Friday, July 6, 2012

I almost ate an ant.

When an ant bites you on the lip, it really hurts. How do I know? I have a throbbing welt on my lip. That's how I know. Let me give you the whole story.
I have a vegetable garden, and in that garden I grow lettuce. This year I am growing Buttercrunch and Red Sails. Two tasty heirloom varieties that blow away the chemically treated store-bought crap I buy the rest of the year. This morning I harvested some of the crop. Just enough for supper or perhaps to bring in my lunch tonight. I brought it in and left it in a bowl. Before I left for work I took the roots off and washed and spun the lettuce. I knew it wasn't perfect but it is said that you eat a peck of dirt before you die. No big deal. So I'm munching away on my salad like a good little bunny (which have yet to invade my veggies. Knock on wood.) when I feel an intense stabbing pain on my upper lip.

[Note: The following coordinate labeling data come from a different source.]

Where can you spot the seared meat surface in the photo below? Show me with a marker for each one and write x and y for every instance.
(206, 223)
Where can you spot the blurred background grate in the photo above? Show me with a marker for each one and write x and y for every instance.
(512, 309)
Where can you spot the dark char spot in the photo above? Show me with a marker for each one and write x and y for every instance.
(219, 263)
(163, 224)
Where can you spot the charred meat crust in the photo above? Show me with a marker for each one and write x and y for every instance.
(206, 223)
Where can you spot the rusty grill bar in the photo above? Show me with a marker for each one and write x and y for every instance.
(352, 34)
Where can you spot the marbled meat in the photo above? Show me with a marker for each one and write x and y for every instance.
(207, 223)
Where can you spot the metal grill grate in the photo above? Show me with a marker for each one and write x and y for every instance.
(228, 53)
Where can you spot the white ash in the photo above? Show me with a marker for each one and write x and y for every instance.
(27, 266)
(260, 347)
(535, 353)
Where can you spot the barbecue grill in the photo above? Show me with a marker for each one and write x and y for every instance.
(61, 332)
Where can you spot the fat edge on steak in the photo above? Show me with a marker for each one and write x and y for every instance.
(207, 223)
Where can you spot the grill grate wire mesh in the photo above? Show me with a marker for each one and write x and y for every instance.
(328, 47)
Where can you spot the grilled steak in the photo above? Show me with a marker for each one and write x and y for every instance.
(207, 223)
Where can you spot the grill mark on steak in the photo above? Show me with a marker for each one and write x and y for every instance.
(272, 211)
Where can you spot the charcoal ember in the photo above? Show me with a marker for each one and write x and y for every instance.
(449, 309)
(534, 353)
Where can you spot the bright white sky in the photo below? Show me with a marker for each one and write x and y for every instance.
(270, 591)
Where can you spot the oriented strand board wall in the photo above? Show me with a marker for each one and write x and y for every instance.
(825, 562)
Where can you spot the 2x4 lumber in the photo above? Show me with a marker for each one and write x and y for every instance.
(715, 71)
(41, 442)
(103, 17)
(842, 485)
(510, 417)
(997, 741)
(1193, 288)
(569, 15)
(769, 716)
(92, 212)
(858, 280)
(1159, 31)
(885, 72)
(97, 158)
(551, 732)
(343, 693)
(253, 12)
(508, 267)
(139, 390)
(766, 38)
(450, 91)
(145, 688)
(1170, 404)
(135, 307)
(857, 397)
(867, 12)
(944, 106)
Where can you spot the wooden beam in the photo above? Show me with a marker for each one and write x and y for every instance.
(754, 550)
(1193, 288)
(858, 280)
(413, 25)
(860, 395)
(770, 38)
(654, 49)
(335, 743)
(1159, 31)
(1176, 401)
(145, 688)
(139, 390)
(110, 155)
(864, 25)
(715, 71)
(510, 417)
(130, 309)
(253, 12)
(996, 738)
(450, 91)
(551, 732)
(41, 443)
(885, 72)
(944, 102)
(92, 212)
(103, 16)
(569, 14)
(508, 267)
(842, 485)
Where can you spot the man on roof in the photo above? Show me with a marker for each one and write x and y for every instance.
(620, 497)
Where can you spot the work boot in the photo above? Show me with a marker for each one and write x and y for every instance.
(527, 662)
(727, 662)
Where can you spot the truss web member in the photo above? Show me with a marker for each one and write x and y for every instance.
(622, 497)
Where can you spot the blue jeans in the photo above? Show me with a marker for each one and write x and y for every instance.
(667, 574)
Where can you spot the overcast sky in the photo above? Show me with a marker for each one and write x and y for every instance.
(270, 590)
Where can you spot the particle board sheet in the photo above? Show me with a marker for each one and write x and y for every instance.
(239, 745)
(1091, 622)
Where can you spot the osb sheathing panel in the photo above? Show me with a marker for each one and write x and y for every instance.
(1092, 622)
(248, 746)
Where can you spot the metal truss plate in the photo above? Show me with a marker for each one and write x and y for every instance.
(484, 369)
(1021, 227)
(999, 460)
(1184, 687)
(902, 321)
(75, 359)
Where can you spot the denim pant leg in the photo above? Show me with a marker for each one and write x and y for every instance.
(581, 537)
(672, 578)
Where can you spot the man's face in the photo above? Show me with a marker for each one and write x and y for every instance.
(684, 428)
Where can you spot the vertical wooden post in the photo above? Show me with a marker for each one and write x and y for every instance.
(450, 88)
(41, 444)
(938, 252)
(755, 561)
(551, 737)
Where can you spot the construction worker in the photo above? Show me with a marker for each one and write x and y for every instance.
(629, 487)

My first thought was "Why is there something sharp in my salad?" But when I put my fingers to my lip they came away holding a squirming ant! I flung the little bastard to the ground. I have no idea whether it survived or not. (It didn't, I went back and checked.) And I'm assuming it was a bastard because I believe most ants are male, ants don't get married, and I highly doubt the queen could tell me who that ant's father was. And it bit me. I can hardly blame the ant though. Can you imagine what the experiences he endured over the day would have been like? The majority was probably alright. Just hanging out in an environment very similar to his previous locale with a few buddies. (There were other ants) But then his whole world was turned upside down.

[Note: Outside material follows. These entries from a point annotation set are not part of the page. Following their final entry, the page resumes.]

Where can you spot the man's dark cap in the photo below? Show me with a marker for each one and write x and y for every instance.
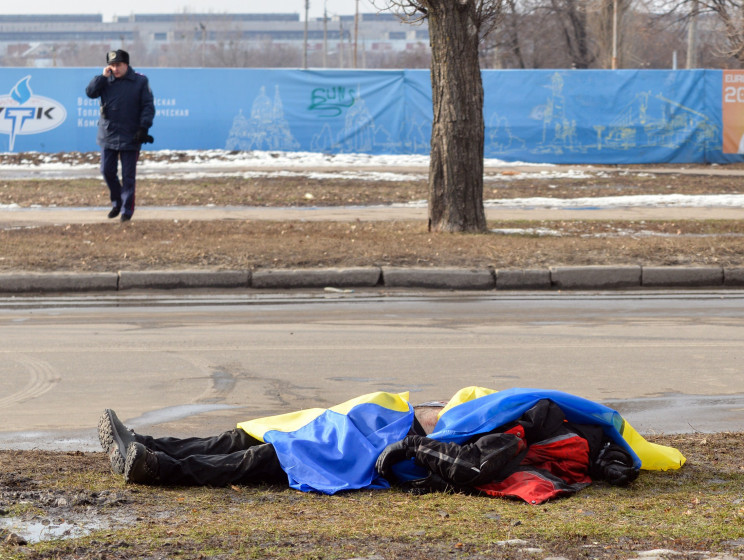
(117, 56)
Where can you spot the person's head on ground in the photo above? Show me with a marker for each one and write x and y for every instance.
(427, 414)
(117, 63)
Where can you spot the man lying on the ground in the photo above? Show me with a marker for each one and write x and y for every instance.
(525, 443)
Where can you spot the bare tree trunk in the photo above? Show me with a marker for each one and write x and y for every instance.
(456, 164)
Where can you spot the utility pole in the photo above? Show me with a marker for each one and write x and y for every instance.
(325, 34)
(340, 43)
(356, 32)
(304, 50)
(614, 34)
(692, 36)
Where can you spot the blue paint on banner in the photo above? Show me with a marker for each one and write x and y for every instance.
(541, 116)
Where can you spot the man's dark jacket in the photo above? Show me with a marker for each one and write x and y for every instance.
(126, 106)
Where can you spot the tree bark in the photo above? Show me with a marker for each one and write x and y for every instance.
(457, 136)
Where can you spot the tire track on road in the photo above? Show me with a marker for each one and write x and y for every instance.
(42, 378)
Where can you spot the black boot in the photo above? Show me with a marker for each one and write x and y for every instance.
(115, 437)
(141, 466)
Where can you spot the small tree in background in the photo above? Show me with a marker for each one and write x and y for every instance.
(457, 137)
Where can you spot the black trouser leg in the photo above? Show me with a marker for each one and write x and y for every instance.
(254, 465)
(223, 444)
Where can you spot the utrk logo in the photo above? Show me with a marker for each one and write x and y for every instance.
(22, 112)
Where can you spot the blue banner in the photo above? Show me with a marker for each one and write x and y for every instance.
(541, 116)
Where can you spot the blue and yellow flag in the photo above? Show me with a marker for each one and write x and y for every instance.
(475, 410)
(335, 449)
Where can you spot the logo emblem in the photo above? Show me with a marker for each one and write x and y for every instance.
(22, 112)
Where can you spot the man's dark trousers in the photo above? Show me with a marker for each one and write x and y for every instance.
(122, 192)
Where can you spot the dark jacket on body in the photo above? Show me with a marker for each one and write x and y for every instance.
(126, 106)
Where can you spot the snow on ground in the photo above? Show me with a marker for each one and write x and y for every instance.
(184, 164)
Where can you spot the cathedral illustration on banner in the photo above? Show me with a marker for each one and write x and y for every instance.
(265, 129)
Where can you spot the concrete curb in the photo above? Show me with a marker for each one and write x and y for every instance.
(559, 277)
(438, 278)
(169, 280)
(679, 276)
(359, 277)
(595, 277)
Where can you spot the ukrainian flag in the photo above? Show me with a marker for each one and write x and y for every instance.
(475, 410)
(335, 449)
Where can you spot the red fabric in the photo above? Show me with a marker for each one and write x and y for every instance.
(551, 468)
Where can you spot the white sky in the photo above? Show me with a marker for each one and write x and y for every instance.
(110, 9)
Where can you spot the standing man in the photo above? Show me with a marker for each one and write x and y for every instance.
(127, 111)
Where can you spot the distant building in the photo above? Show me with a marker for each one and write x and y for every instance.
(53, 39)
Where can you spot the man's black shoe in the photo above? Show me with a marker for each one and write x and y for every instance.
(141, 466)
(115, 437)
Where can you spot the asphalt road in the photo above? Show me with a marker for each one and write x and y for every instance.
(189, 364)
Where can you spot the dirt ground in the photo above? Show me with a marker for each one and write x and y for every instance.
(245, 244)
(698, 509)
(68, 495)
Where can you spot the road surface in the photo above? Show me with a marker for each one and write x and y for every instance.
(184, 364)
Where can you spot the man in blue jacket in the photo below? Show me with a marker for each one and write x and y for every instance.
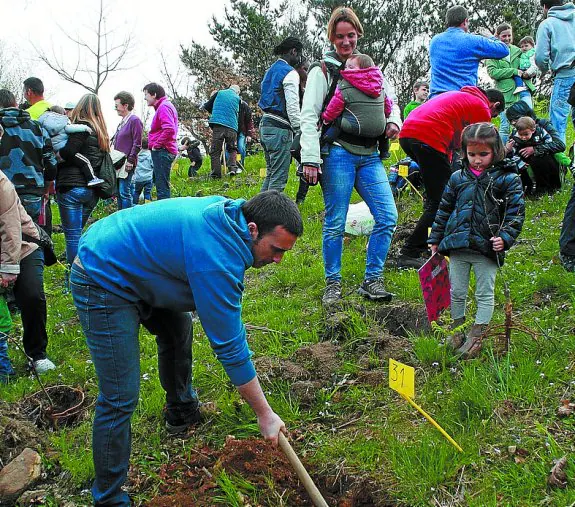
(555, 52)
(224, 107)
(455, 54)
(185, 254)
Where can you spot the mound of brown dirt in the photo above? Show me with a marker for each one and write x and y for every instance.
(403, 318)
(193, 482)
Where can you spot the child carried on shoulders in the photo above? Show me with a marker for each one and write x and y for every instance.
(58, 126)
(479, 218)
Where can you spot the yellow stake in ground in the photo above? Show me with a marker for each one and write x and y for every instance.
(402, 380)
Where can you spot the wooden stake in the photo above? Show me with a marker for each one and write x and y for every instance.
(310, 487)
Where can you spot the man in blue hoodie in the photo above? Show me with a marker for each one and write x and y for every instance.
(555, 51)
(455, 54)
(207, 245)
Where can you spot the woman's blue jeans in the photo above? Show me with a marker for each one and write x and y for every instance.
(162, 160)
(125, 191)
(559, 108)
(111, 325)
(76, 206)
(342, 172)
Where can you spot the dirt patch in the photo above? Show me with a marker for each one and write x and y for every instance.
(196, 481)
(373, 377)
(16, 434)
(66, 407)
(378, 347)
(403, 319)
(320, 358)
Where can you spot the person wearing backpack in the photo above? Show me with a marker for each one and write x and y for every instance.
(352, 162)
(76, 200)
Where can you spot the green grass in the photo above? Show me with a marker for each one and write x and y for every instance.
(388, 441)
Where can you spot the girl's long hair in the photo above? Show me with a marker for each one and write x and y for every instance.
(89, 110)
(485, 133)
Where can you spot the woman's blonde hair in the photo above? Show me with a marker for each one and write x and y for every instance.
(485, 133)
(89, 110)
(343, 14)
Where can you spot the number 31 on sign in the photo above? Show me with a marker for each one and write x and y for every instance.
(402, 378)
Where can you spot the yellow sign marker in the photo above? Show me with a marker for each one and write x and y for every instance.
(402, 380)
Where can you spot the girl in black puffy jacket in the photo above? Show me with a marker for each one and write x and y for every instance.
(480, 217)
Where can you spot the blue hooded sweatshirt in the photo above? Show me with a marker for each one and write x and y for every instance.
(183, 254)
(455, 56)
(555, 49)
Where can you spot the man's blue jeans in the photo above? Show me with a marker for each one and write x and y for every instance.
(111, 325)
(558, 107)
(125, 191)
(162, 160)
(342, 171)
(277, 143)
(76, 206)
(242, 146)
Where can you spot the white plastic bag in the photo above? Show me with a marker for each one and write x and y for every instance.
(359, 221)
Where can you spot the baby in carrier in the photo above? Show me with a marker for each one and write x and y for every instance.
(361, 74)
(58, 126)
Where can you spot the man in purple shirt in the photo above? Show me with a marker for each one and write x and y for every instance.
(128, 140)
(162, 137)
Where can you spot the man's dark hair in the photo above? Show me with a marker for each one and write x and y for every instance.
(7, 99)
(272, 208)
(155, 89)
(35, 85)
(126, 99)
(455, 16)
(551, 3)
(287, 44)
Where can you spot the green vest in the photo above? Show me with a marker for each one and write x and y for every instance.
(364, 117)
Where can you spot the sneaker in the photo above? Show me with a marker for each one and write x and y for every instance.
(373, 289)
(44, 365)
(332, 293)
(180, 426)
(408, 262)
(94, 182)
(568, 262)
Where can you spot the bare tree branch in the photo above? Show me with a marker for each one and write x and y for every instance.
(98, 56)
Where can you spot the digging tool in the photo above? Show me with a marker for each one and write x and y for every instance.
(301, 472)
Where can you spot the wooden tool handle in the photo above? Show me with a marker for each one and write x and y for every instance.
(304, 477)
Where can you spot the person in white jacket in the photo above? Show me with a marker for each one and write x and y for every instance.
(352, 162)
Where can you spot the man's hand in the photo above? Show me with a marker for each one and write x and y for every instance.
(498, 244)
(311, 174)
(270, 427)
(527, 152)
(392, 131)
(7, 280)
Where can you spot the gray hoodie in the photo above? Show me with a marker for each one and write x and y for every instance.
(555, 49)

Violent motions as I lift the lettuce from the bowl and cut the bottoms of the leaves. Clinging for dear life as I repeatedly rinse and shake the excess water from the produce. Whirling and whirling as the vitamin rich roughage is spun like a centrifuge only to be stuffed inside a virtually air-tight box to suffocate. When at last a rush of cool fresh air washes over the bastard's thorax, he again can feel hope. That hope is quickly dashed as the ant's unfathomably huge torturer douses ant and fibrous greens alike in zesty Italian dressing. Next, the worst of the ordeal thus far. The lid is once again snapped shut and the whole prison is thrown back and forth with whiplash inducing fervor. The bastard now realizes his captor is a relentless sadist and his only chance for survival is escape. In a doubtless disoriented state the bastard desperately tries to find a way out. But now it appears his demented nemesis is done toying with his quarry. Panic begins to set in as the demon thrusts his pitchfork of death right through the very leaves the bastard sought to hide under and stuffs them into his maw, masticating them into oblivion. Against all odds, the bastard steels his resolve and decides not to go down without a fight. The queen would expect better than for one of her soldiers to die a coward. The bastard anticipates his adversary's next move. Narrowly avoiding his end by the prong of the weapon, the warrior manoeuvres himself into attack position as he is lifted towards the demon's gaping mouth. At the last possible moment, he springs from hiding and lands on the precipice. His presence does not appear to be detected by the unholy beast. Salvation is at hand. Escape is within his grasp. As retribution for the horrors the demon has subjected the poor, innocent ant to, the warrior gives the beast a parting shot before fleeing to freedom. With a battlecry of "For the Queen!!" the bastard warrior sinks his venomous mandibles into the vulnerable flesh with every microscopic ounce of his exoskeleton encrusted being. Too quickly the monster reacts to the searing pain radiating across his grizzled face and plucks our would-be hero from his anchor in a vice-like grip and with a look of disgust, flings the brave soldier to his doom.
This is where the ant's story ends. Whether the bastard succumbed to his injuries or was crushed under the gargantuan weight of some other equally foul beast is not known. His flattened body still lies discarded and forgotten on a cafeteria floor. His noble brothers and regal queen will never know of his bravery in the face of certain death. The ant bards will sing no tales of The Bastard. Only you dear reader, will know the truth of what happened that fateful evening.